Just got the email. You may have too.
Amazon Smile -- the program that allows Amazon shoppers to designate their “Favorite charity” to receive half a percent of what they spend on Amazon -- is about to end after ten years. The end is this coming February 20.
Most likely this is small and unimportant news to you. If it’s a big deal, my condolences. I wish you the best at finding a replacement revenue source.
And this is where I can’t stop myself saying, I told you so.
Because I (and many others) did.
It was inevitable that Amazon Smile would end. Amazon is a business. Everything they do needs to make business sense. It seems Amazon Smile made enough sense to last for a decade. Until it didn’t any more.
As their email put it:
... we learned that with so many eligible organizations — more than 1 million globally — our ability to have an impact was often spread too thin.... Amazon can have a more significant and lasting impact if we invest in specific areas and focus our philanthropic efforts ...
I can just picture someone in some Seattle back-office sending out hundreds of thousands of checks for under $50.
So they stopped. Regardless of the impact their decision might have on their nonprofit partners.
It was their right -- their responsibility -- to do what made sense for their own goals.
The good news is that for most participants, the revenue lost will be unimportant.
But I think there’s a lesson for nonprofits to learn from this, and I blogged about it back in 2019, at Should you bother with Amazon Smile?
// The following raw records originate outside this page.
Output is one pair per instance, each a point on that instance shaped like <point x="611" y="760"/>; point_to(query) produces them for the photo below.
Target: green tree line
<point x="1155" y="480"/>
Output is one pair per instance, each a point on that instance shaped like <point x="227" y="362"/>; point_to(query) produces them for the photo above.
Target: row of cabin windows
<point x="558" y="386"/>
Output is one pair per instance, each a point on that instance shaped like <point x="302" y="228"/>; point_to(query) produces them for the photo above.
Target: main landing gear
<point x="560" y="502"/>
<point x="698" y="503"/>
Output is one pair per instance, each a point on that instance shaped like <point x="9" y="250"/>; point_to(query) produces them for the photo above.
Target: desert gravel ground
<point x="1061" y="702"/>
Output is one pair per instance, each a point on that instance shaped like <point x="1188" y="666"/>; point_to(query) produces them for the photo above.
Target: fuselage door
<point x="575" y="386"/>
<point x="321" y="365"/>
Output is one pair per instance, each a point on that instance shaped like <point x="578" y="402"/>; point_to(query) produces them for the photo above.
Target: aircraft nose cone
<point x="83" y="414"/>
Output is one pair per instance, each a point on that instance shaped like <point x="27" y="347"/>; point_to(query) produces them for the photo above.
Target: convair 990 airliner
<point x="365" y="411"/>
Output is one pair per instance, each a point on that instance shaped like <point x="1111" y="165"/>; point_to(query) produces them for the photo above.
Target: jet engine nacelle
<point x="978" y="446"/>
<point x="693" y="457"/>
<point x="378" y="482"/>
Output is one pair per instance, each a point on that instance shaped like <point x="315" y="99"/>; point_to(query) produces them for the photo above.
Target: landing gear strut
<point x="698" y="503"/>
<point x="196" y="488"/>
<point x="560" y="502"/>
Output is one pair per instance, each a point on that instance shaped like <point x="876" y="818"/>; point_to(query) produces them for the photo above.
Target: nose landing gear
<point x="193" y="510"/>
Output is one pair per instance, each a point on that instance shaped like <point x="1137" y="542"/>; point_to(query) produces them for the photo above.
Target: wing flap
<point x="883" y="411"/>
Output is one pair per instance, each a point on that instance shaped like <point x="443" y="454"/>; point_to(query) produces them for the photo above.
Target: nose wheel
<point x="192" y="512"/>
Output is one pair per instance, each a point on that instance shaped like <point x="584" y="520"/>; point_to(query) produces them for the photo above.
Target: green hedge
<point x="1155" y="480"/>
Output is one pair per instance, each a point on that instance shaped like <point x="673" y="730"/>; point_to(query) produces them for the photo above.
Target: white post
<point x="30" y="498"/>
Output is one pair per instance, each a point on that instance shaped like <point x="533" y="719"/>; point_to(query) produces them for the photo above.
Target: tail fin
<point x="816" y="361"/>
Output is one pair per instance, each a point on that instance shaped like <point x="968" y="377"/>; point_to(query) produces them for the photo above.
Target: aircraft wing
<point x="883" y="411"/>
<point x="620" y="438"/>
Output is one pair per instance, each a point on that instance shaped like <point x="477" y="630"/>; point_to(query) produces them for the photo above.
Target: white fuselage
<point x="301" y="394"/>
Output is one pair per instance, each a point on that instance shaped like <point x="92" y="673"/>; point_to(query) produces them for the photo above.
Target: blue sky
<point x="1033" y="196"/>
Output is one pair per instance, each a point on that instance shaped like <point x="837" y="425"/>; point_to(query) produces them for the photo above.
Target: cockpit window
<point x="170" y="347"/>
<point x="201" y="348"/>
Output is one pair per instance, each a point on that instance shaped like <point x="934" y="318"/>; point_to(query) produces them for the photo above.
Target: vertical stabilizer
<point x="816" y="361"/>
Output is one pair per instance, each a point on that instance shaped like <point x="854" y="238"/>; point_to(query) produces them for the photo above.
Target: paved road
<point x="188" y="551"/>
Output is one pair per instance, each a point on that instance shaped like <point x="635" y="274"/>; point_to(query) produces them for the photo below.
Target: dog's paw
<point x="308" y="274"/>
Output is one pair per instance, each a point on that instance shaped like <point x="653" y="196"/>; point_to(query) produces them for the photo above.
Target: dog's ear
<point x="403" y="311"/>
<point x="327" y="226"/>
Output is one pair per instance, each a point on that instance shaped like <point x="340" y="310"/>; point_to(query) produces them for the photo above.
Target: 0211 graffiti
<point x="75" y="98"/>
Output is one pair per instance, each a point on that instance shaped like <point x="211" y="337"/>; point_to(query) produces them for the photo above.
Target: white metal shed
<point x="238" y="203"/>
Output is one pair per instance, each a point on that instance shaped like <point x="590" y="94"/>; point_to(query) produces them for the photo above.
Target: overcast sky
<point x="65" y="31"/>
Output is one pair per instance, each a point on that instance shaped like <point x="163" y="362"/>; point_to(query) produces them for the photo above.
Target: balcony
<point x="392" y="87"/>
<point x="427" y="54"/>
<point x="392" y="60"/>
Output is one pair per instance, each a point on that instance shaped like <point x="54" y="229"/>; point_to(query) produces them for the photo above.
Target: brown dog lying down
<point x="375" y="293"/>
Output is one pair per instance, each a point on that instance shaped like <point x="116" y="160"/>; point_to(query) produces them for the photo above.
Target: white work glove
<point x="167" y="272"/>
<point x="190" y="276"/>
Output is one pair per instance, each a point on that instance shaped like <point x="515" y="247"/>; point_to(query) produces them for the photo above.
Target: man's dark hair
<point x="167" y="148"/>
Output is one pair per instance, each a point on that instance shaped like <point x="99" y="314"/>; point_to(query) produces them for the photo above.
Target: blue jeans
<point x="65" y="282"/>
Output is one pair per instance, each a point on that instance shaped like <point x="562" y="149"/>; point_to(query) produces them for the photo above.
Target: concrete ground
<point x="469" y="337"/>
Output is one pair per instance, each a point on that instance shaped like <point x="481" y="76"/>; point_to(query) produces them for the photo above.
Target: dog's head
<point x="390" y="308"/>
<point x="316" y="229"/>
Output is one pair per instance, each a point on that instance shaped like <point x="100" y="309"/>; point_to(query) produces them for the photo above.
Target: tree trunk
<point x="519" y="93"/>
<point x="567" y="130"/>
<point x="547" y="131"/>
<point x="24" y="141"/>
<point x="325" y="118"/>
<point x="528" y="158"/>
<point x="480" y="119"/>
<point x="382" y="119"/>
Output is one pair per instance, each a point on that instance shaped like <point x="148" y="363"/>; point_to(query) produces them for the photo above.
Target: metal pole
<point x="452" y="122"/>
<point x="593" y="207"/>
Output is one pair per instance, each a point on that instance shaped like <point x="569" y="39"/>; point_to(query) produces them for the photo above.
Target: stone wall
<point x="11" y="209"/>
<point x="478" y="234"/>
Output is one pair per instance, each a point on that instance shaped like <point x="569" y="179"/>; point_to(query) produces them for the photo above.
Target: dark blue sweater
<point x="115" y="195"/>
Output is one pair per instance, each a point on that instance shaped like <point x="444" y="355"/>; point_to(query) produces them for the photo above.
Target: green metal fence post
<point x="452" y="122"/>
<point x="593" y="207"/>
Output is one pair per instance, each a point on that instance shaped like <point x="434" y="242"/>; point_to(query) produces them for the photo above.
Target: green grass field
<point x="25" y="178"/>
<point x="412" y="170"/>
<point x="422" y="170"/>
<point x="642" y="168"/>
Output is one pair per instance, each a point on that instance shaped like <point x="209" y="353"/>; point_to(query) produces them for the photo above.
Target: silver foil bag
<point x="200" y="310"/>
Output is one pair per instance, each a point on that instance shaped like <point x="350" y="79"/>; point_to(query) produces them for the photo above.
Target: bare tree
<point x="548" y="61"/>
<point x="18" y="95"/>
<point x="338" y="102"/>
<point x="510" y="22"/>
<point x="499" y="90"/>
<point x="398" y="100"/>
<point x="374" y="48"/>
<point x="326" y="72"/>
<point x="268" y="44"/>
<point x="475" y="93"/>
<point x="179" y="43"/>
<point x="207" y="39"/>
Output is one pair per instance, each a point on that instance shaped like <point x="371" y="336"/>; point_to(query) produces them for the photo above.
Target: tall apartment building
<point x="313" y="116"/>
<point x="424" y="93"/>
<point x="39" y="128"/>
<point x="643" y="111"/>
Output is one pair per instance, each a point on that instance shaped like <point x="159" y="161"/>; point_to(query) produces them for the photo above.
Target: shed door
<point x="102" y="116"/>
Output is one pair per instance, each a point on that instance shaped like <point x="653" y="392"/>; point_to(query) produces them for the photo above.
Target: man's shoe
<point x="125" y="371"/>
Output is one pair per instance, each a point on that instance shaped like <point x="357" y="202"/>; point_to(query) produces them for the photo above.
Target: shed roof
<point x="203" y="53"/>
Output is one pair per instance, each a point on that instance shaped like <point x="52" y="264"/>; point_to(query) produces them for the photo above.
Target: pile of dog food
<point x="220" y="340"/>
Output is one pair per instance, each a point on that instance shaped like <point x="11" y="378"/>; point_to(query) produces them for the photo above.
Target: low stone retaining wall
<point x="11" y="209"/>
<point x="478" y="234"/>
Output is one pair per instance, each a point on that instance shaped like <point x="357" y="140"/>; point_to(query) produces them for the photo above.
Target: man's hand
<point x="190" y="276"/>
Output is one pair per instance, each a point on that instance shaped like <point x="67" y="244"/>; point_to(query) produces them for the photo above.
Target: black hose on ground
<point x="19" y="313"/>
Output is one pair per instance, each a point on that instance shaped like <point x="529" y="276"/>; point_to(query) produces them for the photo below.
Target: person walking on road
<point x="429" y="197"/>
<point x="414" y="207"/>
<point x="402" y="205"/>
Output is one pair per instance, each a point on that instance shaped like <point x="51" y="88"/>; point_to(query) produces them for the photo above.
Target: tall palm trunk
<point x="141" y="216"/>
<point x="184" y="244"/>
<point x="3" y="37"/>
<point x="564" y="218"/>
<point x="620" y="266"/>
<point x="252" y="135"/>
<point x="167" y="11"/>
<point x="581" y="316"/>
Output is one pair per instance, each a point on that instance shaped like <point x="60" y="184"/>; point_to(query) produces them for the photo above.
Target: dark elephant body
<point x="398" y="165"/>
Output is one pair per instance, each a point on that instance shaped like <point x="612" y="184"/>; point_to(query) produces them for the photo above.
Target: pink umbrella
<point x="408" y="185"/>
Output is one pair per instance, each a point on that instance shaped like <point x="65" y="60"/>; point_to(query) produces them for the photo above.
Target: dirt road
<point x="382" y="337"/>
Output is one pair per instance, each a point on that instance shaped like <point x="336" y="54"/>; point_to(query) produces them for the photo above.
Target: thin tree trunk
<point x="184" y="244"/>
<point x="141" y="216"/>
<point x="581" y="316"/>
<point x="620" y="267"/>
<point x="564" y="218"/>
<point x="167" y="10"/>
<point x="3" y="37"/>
My point then (and now) was that fundraisers should take a careful look at “free money” deals like Amazon Smile.
Because they aren’t free.
In the best of situations, these schemes cost time to make them work at all -- opportunity cost. And often, though not in the case of Amazon Smile, they also cost actual money.
That .5% rebate meant when the donors who went to the trouble to designate you as their favorite spent $10,000 on Amazon, you’d get $50.
To make the revenue scale up to a meaningful number would take not just a large list of donors, but a meaningful effort to reach out to donors and get them to do what it took for you to get that .5%.
And while you were doing that, what other more dependable revenue-generating activities were you not doing?
As I noted back then, “I bet you'd get there faster standing on the sidewalk with a tin cup.”
So next time one of those generous “free money for nonprofits” deals comes your way, remember to count the cost of being involved. Including the time spent.
And remember, the whole thing can (and will) eventually disappear with nothing more than a polite email.